Tavig looked Moira over, struggling not to grin in response to her complaint. He could not think of a good way to deny her accusation, for it was true. They had found a needle and thread and, as they had taken turns cleaning themselves up, they had patched her clothes as well as they could. The mending could easily be seen since the thread was dark and her nightgown was white. The faded blue plaid tied about her waist served as a skirt, but was thin and crudely mended in places. An old, dull brown linsey-woolsey shirt, too large on her slender frame and marred by a few coarse patches, served as her bodice. Only her delicate features and soft white skin hinted at the fact that she was something more than the poorest of beggars.

Glancing down at himself, he almost laughed. With all of the neat dark stitching holding it together, his fine white shirt looked as if it were striped. The rough dark homespun jerkin he wore was old, stained, and smelled faintly of fish. So did the ill-fitting hose he wore. The man whose clothes they had confiscated had clearly not made a very good living at fishing.

“We do make a sad pair,” he murmured.

“Are ye certain we should take these things at all? Mayhap the mon isnae dead, just left home for a wee while.” Moira still felt she was stealing and did not like it at all.
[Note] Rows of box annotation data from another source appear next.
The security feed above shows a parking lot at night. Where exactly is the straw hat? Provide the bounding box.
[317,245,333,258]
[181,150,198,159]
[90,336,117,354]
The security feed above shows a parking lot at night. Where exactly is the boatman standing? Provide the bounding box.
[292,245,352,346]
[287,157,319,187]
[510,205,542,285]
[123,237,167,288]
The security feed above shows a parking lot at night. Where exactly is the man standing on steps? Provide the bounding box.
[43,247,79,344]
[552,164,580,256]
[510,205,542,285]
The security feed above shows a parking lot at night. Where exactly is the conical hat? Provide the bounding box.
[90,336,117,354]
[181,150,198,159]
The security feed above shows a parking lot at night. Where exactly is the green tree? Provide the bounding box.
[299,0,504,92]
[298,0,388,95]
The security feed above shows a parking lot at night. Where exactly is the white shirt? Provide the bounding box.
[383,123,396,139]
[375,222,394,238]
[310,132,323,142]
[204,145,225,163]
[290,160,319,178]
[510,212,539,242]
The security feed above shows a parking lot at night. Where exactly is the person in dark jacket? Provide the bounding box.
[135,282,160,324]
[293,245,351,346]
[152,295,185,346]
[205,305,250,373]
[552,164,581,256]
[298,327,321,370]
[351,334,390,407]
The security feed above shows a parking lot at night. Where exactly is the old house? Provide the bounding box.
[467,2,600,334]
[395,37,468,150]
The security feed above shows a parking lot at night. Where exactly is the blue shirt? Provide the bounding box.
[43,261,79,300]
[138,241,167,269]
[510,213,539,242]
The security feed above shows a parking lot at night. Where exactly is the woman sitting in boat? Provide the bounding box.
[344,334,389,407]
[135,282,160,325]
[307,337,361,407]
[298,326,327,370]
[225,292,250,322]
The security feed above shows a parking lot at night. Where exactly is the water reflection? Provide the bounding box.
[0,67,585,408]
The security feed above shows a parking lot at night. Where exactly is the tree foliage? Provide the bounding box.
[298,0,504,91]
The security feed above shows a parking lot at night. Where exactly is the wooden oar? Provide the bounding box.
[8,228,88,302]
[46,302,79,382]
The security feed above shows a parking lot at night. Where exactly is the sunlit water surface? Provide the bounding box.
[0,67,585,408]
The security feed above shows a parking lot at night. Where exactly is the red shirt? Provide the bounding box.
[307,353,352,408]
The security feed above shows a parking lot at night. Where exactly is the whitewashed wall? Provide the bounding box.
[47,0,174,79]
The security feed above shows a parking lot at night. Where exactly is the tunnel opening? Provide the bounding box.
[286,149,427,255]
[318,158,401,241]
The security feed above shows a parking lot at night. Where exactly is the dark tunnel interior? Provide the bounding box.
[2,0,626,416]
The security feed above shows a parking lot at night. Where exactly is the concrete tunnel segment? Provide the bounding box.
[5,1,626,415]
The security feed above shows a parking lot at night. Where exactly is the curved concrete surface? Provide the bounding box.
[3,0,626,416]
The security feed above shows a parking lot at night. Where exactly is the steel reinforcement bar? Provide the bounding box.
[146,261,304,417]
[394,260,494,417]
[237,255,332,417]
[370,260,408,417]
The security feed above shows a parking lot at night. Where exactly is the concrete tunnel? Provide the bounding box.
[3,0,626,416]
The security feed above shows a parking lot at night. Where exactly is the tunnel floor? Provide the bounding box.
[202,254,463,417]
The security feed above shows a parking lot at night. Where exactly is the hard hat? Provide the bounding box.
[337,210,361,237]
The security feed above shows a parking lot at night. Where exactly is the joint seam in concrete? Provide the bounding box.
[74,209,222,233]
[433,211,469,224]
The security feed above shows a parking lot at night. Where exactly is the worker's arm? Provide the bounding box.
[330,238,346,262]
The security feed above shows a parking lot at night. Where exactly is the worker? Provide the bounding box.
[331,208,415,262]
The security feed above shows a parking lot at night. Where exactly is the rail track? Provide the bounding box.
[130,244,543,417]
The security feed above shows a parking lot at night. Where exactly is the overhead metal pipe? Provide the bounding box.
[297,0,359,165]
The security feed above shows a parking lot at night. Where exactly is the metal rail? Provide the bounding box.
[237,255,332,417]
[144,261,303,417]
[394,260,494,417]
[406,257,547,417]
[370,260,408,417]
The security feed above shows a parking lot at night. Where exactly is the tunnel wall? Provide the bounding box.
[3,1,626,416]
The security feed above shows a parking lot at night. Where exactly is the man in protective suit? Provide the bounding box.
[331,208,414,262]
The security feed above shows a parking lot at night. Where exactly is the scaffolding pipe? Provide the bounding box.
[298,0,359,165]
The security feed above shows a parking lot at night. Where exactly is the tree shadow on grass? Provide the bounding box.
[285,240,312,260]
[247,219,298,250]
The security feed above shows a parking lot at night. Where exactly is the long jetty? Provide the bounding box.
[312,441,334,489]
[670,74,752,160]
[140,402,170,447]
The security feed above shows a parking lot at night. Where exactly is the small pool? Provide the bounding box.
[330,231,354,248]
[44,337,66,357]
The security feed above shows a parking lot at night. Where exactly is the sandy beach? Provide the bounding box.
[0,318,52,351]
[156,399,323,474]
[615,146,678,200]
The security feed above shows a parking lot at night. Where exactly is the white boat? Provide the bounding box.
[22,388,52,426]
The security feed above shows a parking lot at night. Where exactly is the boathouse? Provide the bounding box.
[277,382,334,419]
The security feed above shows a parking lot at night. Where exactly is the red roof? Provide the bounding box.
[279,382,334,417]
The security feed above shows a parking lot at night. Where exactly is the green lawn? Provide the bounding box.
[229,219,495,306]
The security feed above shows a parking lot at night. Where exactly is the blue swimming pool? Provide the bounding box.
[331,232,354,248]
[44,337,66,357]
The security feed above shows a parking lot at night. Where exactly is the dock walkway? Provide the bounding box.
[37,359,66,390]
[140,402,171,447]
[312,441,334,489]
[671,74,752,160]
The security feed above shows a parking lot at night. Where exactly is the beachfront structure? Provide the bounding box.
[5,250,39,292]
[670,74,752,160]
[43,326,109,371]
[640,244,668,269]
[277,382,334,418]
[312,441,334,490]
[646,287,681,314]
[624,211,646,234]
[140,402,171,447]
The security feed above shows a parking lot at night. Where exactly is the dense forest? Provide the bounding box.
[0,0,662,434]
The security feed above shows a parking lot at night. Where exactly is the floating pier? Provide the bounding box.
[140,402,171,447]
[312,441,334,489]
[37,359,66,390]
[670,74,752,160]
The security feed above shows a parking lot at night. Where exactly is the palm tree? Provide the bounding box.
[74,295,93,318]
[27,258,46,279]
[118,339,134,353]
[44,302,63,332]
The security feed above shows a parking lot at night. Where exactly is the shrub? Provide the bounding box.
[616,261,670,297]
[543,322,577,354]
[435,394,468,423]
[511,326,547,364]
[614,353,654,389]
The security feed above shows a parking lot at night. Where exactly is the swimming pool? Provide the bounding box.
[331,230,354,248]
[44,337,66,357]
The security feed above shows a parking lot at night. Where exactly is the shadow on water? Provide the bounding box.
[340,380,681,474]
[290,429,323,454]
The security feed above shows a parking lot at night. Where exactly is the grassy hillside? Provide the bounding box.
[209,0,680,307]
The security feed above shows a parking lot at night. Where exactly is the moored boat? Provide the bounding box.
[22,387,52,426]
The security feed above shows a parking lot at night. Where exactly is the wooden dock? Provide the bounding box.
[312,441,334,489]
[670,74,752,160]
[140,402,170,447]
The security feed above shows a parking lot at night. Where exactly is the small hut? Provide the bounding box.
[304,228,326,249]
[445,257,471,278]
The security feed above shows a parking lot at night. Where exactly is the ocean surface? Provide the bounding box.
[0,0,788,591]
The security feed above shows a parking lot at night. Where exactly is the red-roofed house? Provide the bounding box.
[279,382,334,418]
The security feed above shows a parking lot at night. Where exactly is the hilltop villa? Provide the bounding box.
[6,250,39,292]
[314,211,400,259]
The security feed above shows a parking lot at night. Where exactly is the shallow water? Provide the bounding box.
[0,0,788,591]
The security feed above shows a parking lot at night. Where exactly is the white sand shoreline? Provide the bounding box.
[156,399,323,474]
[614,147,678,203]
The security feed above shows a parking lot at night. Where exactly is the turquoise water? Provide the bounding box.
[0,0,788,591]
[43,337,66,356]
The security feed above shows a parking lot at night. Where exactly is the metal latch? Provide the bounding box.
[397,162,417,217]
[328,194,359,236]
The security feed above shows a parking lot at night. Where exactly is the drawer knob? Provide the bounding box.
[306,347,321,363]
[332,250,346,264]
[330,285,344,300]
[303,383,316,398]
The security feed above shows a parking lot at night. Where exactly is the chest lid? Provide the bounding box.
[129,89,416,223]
“Lass, if ye had seen the condition of the farm animals, few that they were, ye would be as certain as I am that some ill has befallen the mon. No one has tended to those poor beasts for days. I nearly killed them for I thought ’twould be best to simply end their misery. Howbeit, instead I did what little I could for them and then set them loose. They will either feed the wolves, fend for themselves, or be collected up by some poor farmer who can make better use of them. And if by some twist of fate the mon is alive, he deserves to lose his stock for treating it so badly.”

“’Tis probably true,” she agreed, her reluctance to admit it heavily weighting her voice. “Howbeit, despite all ye have said, I cannae fully shake the feeling that I am stealing.”

“And, as I have also said, I would be willing to leave his ghost some recompense, but I am a wee bit short of coin. And I doubt ye had the foresight to fetch your purse ere ye were hurled into the sea.” He was not sure he completely believed in her professed poverty although he suspected that she did.

“Such a finely honed wit. There is no need to be so impertinent.”

“Lass, your sensibility is to be honored, but I fear ’tis verra misplaced just now. We landed on this harsh shore in naught but rags with no money and no supplies. Since I am nearly certain that the mon who lived here is dead, I consider it fortuitous that the place wasnae already picked clean of all that could be of use to us.”

She grimaced. He was right—again. Moira decided that it was a particularly irritating quality of his. She would try harder to overcome her “sensibilities” as he called them. Such fine sentiments were a luxury she could not afford to indulge in at the moment.

“I shallnae speak out again on the way we are forced to survive,” she finally said. “I am sure that ye have far more important things to attend to than constantly assuring me we are doing only what is necessary.”

Tavig briefly put his arm about her shoulders, giving her a little hug and ignoring the way she tensed and pulled away. “As I promised, I will do my best to recall where and what we have appropriated for our own use and see that the ones we borrowed from are paid in full.”

Moira silently vowed to herself to do the same no matter how difficult it would be for her to get some coin. Although she was finding it increasingly uncomfortable to think of it, there was no ignoring the fact that Tavig was a condemned man. His intention to repay everyone they had to steal from could well be a sincere one, but she could not ignore the possibility that he would be unable to keep his promise. Somehow, some way, she would have to fulfill that promise herself.

“Now why do ye look so sour? Shake away your ill mood, my wee bride, and let us begin our journey.” He picked up the bundle of supplies he had gathered and started out of the tiny hut.

“Ye expect me to be gay as I begin what could be a verra long and dangerous walk?” she asked as she followed him. “Only a witless fool could be pleased at the thought of marching o’er Scotland for a fortnight or so with naught but rags and tattered hose to protect his feet.”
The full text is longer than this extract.